Stem Cell Patents
Stem cell research, like other areas of scientific and biotechnological research, leads to innovations, some of which may be protected by intellectual property rights. In the stem cell research domain, as in most biotechnology, patents are the most prevalent form of intellectual property protection. Patents represent a limited property right that allows the patent holder the right to exclude all others from the use or exploitation of the patentable subject matter. A patent represents a bargain with an inventor in which a time-limited monopoly (usually 20 years) is granted in exchange for public disclosure of the inventor’s creation.
Patenting life forms
Just as there is controversy over classifying human body parts and tissues as property, the classification of living things or products of nature as property is equally controversial, and some would argue that it is simply a mistake – people are not property. Classifying these things as property raises issues of commodification, that is viewing or treating something not traditionally thought of as subject to market forces, as if it was such a commodity. The question arises whether man-made reproductions or isolations of naturally occurring things are patentable.

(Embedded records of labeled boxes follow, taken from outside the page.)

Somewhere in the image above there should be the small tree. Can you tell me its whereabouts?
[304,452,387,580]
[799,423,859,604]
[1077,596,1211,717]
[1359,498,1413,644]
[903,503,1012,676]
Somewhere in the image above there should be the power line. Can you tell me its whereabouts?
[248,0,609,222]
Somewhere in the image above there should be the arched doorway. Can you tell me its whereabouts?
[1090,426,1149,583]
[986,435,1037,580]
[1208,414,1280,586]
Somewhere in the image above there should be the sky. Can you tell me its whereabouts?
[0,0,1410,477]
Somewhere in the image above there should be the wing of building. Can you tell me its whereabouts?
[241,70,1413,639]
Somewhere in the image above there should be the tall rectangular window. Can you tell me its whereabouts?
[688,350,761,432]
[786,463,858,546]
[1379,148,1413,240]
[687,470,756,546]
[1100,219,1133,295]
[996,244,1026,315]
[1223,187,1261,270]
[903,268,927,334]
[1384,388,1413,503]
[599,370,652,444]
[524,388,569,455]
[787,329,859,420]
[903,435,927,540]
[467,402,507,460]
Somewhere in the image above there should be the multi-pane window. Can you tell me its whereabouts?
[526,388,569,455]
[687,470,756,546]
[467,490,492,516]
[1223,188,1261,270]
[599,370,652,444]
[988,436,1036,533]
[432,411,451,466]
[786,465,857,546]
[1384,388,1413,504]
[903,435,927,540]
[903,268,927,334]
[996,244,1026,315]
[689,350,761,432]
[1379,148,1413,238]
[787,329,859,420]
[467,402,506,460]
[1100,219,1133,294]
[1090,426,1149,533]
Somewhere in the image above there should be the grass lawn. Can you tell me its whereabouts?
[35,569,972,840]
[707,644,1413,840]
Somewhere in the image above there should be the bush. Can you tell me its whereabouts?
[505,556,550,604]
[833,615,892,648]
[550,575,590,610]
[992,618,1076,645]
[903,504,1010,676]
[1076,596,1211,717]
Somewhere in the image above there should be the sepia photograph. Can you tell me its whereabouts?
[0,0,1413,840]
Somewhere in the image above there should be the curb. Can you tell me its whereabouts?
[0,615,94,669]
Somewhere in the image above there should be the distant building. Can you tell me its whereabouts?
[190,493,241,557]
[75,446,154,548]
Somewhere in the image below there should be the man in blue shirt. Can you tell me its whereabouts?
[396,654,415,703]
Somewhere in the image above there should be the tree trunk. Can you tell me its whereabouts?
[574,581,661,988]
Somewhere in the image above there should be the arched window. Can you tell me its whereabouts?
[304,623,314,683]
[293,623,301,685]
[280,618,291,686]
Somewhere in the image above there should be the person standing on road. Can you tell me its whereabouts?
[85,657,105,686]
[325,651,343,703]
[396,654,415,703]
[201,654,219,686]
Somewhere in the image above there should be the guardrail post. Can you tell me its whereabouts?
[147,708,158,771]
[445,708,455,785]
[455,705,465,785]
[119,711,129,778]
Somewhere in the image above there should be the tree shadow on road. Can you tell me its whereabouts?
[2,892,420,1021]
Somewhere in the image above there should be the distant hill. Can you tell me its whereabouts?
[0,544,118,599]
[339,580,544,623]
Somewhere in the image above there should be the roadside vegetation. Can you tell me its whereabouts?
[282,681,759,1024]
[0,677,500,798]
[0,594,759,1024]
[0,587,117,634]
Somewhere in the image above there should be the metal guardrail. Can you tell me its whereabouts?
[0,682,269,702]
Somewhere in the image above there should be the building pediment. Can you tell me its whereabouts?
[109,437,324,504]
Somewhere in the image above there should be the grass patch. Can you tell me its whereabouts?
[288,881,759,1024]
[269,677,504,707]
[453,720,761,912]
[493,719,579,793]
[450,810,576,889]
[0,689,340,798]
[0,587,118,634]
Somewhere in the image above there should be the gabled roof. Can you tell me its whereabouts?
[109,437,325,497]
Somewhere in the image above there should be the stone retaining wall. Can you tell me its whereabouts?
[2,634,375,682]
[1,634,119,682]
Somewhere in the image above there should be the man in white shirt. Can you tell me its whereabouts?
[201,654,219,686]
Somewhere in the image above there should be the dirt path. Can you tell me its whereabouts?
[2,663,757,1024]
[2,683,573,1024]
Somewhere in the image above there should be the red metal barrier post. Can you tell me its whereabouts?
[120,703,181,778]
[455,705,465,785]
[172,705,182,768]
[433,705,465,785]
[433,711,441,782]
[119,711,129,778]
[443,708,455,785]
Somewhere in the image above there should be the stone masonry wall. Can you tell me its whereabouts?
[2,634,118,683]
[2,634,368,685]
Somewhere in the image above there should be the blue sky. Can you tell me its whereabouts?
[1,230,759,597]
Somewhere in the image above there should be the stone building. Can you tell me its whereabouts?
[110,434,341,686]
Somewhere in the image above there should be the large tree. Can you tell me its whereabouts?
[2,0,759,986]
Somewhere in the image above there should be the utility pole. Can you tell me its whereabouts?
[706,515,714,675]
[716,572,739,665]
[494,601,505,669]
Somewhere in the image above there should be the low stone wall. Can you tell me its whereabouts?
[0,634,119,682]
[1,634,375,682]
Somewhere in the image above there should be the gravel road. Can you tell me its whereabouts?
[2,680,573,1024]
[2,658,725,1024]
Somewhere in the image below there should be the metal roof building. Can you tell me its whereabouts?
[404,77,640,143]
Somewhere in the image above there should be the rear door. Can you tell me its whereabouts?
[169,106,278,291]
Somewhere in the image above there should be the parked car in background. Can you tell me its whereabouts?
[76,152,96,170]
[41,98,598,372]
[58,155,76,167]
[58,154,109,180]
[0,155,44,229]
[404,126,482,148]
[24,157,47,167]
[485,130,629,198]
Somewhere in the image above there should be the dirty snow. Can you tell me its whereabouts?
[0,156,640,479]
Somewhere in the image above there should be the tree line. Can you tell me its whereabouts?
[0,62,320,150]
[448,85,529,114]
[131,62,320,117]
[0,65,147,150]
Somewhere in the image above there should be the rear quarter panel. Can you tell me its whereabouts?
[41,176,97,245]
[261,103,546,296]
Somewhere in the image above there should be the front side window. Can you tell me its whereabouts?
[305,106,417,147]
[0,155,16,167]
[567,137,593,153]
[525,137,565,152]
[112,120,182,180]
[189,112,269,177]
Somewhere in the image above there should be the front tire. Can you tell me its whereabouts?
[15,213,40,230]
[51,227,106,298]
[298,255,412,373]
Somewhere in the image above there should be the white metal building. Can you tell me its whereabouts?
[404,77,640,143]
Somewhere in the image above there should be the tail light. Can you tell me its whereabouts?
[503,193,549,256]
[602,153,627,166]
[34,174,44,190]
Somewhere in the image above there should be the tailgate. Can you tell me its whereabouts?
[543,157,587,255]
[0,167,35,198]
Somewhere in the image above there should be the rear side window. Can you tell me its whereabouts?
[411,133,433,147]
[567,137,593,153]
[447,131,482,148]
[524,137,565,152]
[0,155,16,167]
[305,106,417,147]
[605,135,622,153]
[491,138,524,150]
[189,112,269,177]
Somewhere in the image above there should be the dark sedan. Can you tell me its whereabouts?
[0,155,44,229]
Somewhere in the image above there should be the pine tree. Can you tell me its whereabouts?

Where applied to human cells or tissues, property notions are often seen as offensive to human dignity.
Patents and Human Stem Cells
Given that non-naturally occurring inventions are patentable subject matter, isolated and purified stem cells are patentable as research tools but patents on human embryonic stem cells (hES) – that is the cells themselves – have been hotly contested. There are significant differences between Europe and the United States and Japan. (Canada has not granted a patent on hES to date).
While patents on hES have been upheld in the United States, the same patents have been denied in Europe. In Europe, the patent office (EPO) may deny patents on ethical grounds, if the commercial exploitation of those patents is against ordre public (public order) or morality. Combined with a legally enshrined principle of non-commercialization of the human embryo, human body and its products this has lead Europe to deny the patentability of hES.
Other ethical issues raised by the patenting of human stem cells include the barriers to access by other researchers that patents can create through either exclusionary practices or expensive licensing fees (user fees charged by the patent holder). Such research barriers can create obstacles to the development of products and processes that have significant medical benefit. In other words, there are real people who may be harmed by not getting timely access to life-saving treatments or technologies if patent protections are too strong. Concerns about how licensing fees would affect pricing of any products or therapies that might be developed also exist.
Distributive Justice
In the context of hES research the question, “Who profits?” applies first to commercial benefits from the lucrative patents that have been awarded on the hES lines and second to who will benefit from the potential medical therapies. Broad intellectual property protections and exclusive licensing agreements can restrict access to benefits of research. Some important steps are being taken by funders of scientific research to ensure that broad access to the fruits of the research is part of a funding agreement. Much of this work is done through managing the intellectual property rights that may result from the research, especially through licensing agreements.
Stem cell research holds the potential to give rise to therapies will be needed in the most and the least developed countries of the world. In many instances these therapies will be beyond the reach of countries that have just pennies to spend on each person for health care every year. Ensuring that the benefits of stem cell research reach as many people as possible is a global ethical imperative.